Matteo Palli è un pazzo di quelli che stimo. Un autore che ha deciso di esordire con una storia ambiziosa, scritta per amore e con amore, senza misurare le sue scelte con il bilancino veniale del mercato e del marketing.
Ho letto il suo libro – titolo: Ilio 1184 a.C. La fine di un mondo – e non posso che complimentarmi con lui, per tanti motivi.
Matteo si è confrontato con un’ambientazione non facile, perché conosciuta e a mio avviso persino “fondante” del nostro mondo.

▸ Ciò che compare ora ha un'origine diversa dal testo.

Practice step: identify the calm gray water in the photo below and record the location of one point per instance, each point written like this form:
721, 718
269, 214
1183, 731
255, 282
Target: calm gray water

Quando si parla di radici, io dubbi non ne ho: tutti i nostri archetipi affondano sotto le mura Troia. Siamo impastati di Ettore e di Achille, di Odisseo e Andromaca. Siamo loro. Si può scrivere qualcosa di brutto con un setting del genere?Oddio, considerando che esiste roba come “Troy”… 😅 Dare un’interpretazione e un taglio nuovo eppure eterno a qualcosa che ha già sconfitto il tempo non è facile. Matteo Palli ci riesce.
Lo fa con una scrittura simmetrica, controllata eppure sentita. Non ci sono parole inadeguate: ognuna è soppesata e si armonizza con l’insieme.
La guerra appare per quel che è. Gli dei voltano gli occhi, i legami si spezzano, i sogni muoiono ancor prima dei sognatori. Il conflitto è brutale è brutale. Lo sbarco delle navi achee a Troia ricorda, giustamente, la celebre sequenza iniziale di Salvate il soldato Ryan. La morte è sporca, è fatta di puzzo, rantoli, grida e dolore. Non c’è tempo per pensare alla gloria, mentre si muore.
Il libro è impreziosito di riflessioni amare e delicate, che non lasciano indifferenti. Le dinamiche della guerra e dell’amicizia, del vivere e del morire passano su questi giovani eroi – che potevano diventare re onorati e invecchiare guardando crescere i nipoti – lasciando cicatrici profonde. Tutte mortali. Sia quella della spada sia quella della consapevolezza del nuovo mondo che è nato.